There is just a bunch of baloney.>> The Florida Keys, one of the states top tourist attractions, known for fishing, snorkeling, and easy living. Hurricane Irma pummeling the islands with a 130 mile an hour winds on Sunday submerging the main highway that connects them. Police on Monday unsure of the extent of the devastation, unable to say how many were injured or killed.
Florida Governor, Rick Scott, surveying the damage by air. Authorities saying residents can't return until they've made sure that all 42 bridges that connect the islands are intact.>> There's no way it can happen today. We have to make sure that the infrastructure is safe.>> Authorities pleased that tens of thousands of residents have evacuated from the Keys.
But many having second thoughts, angered by the waiting game, saying they should have never left the islands.>> There is no gasoline anywhere. And I can't get to my house->> And this should've been though out a while ago.>> 20 miles away, I live 20 miles away.

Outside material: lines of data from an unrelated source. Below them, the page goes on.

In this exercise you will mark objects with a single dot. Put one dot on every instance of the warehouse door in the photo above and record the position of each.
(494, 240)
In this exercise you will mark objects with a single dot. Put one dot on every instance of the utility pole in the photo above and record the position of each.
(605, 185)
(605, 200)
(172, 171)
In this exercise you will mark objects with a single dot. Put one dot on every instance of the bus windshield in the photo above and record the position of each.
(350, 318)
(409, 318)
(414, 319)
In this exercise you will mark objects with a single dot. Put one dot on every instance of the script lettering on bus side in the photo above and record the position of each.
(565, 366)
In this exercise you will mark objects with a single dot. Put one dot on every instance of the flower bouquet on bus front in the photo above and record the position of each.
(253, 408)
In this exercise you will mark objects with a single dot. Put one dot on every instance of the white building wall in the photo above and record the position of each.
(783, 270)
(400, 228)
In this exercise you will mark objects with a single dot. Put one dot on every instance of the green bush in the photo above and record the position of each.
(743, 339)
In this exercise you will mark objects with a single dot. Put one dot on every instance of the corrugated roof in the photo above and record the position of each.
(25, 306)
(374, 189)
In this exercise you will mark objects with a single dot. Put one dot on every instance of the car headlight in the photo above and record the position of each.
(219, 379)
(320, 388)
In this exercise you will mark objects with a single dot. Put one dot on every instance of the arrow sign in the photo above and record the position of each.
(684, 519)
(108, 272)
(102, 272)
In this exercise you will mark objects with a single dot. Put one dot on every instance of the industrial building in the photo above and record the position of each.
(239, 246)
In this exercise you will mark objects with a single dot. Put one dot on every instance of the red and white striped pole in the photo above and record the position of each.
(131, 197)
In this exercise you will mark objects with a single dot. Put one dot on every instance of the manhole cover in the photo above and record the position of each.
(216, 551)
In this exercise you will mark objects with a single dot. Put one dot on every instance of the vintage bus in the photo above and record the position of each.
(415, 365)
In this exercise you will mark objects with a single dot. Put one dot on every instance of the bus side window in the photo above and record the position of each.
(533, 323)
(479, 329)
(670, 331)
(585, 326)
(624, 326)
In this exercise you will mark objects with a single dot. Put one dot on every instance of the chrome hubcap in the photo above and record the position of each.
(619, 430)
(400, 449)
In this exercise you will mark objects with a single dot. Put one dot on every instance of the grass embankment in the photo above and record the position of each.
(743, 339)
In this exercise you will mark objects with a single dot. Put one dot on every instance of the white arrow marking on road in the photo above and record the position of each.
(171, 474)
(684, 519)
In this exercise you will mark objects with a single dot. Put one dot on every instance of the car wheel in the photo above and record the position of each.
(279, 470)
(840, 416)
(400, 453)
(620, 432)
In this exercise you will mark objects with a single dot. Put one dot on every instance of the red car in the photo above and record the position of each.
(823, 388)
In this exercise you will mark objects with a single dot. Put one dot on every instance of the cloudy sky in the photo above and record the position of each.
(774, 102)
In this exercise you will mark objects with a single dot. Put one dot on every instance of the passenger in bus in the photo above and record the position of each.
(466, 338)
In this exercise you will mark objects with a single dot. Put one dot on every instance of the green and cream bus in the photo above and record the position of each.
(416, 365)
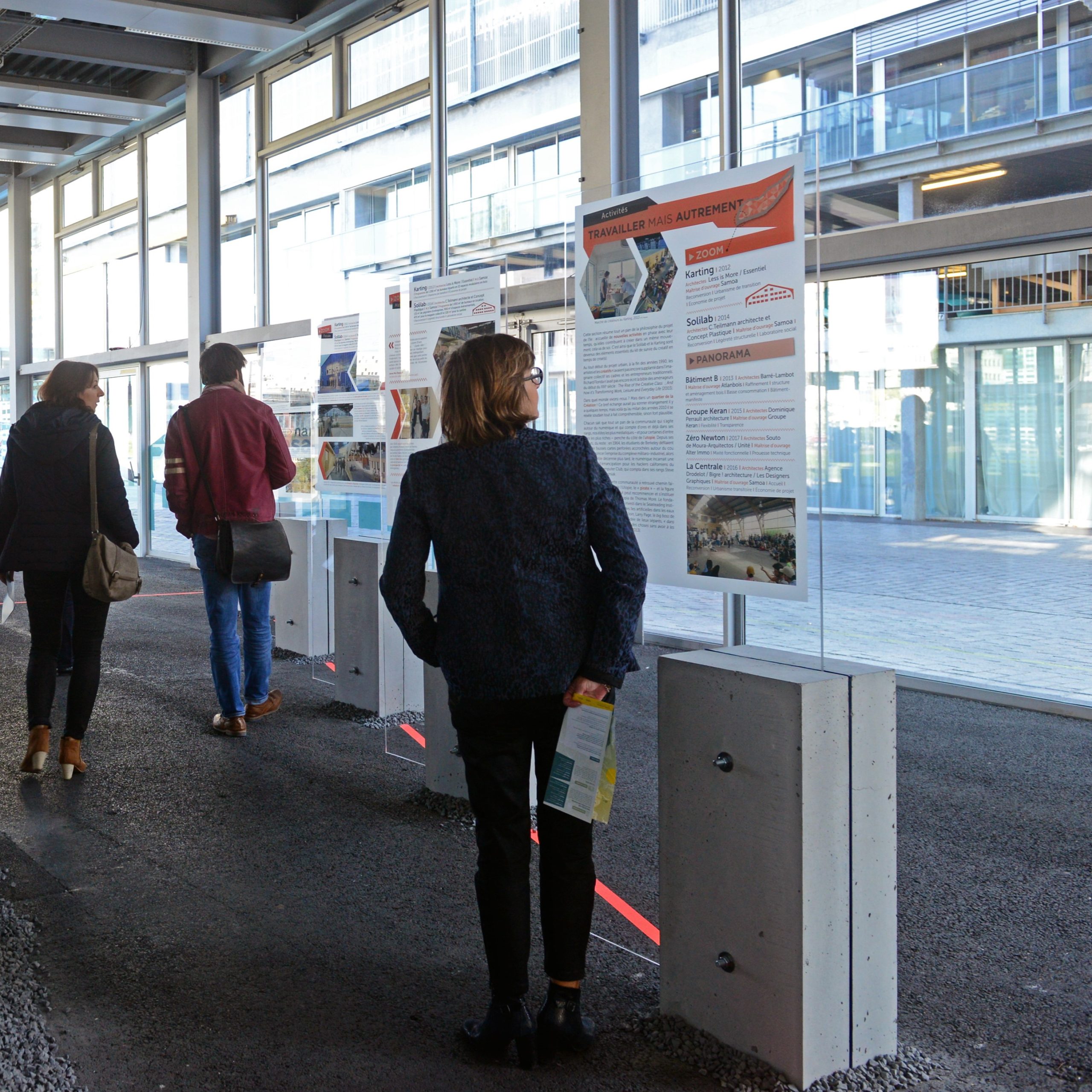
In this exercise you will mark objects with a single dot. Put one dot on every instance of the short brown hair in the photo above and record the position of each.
(482, 390)
(66, 383)
(221, 363)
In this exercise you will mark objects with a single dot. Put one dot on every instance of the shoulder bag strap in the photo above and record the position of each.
(93, 476)
(201, 478)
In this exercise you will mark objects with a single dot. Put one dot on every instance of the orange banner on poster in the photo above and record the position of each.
(757, 205)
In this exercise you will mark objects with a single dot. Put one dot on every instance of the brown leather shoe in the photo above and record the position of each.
(70, 758)
(38, 749)
(271, 705)
(229, 726)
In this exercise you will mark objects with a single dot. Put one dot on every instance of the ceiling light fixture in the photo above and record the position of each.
(961, 180)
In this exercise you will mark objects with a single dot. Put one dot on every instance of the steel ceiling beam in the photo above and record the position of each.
(47, 122)
(36, 157)
(79, 99)
(65, 42)
(184, 22)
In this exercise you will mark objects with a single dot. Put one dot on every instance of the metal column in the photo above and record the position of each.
(610, 98)
(731, 80)
(19, 281)
(438, 107)
(202, 215)
(732, 138)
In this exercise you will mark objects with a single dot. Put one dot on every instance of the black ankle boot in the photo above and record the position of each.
(561, 1025)
(507, 1020)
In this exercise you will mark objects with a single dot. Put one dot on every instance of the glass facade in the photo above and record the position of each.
(167, 283)
(942, 400)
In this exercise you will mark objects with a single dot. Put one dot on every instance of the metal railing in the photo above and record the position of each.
(1001, 94)
(1014, 91)
(1017, 284)
(658, 14)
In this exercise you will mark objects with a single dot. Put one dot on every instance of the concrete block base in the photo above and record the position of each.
(777, 855)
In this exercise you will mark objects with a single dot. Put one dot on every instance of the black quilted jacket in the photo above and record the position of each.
(45, 491)
(523, 607)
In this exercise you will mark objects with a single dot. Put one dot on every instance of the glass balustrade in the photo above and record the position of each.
(997, 96)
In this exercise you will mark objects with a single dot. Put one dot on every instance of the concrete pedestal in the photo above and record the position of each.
(777, 855)
(303, 605)
(444, 768)
(375, 671)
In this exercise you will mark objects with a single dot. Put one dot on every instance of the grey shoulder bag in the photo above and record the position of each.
(112, 572)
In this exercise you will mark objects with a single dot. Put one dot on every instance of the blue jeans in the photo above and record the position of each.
(223, 602)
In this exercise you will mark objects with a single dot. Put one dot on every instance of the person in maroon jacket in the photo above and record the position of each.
(243, 456)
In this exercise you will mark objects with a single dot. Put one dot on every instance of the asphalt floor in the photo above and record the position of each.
(276, 913)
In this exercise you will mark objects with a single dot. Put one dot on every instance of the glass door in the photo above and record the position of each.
(120, 411)
(1020, 418)
(168, 386)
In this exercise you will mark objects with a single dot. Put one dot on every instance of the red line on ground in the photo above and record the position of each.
(139, 595)
(619, 903)
(413, 734)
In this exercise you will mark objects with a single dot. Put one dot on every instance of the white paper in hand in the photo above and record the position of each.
(578, 761)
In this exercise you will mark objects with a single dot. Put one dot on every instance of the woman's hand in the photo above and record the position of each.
(580, 685)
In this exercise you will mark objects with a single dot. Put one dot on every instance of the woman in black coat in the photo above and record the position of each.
(526, 619)
(45, 532)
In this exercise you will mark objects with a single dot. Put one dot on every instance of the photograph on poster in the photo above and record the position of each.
(302, 483)
(660, 272)
(611, 279)
(451, 338)
(416, 413)
(336, 420)
(353, 462)
(742, 537)
(337, 373)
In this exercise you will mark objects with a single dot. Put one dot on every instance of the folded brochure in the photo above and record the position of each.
(582, 778)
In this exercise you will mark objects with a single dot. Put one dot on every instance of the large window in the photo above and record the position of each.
(388, 59)
(167, 285)
(101, 288)
(302, 99)
(43, 264)
(237, 208)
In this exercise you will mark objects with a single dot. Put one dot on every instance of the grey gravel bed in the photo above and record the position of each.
(29, 1058)
(742, 1073)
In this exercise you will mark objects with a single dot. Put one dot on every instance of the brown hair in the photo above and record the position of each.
(482, 390)
(221, 363)
(66, 383)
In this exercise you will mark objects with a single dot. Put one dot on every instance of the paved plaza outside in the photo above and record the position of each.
(999, 607)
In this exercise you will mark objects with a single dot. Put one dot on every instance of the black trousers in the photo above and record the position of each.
(45, 604)
(495, 740)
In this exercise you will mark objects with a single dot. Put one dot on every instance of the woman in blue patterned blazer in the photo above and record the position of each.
(541, 586)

>> Before the storm.>> Next time, I'm staying in Key Largo, I'm not leaving Key Largo.>> Nobody's gonna evacuate anymore.>> Local officials say residents won't be allowed back onto the Florida Keys for at least a day. Federal officials now saying that it could be a matter of weeks.
That means more nights sleeping in shelters, hotel rooms, or in the back of their pickup trucks as they try to get back to their houses. A sign of the enormous frustrations and challenges that are sure to come in the days ahead for Florida residents.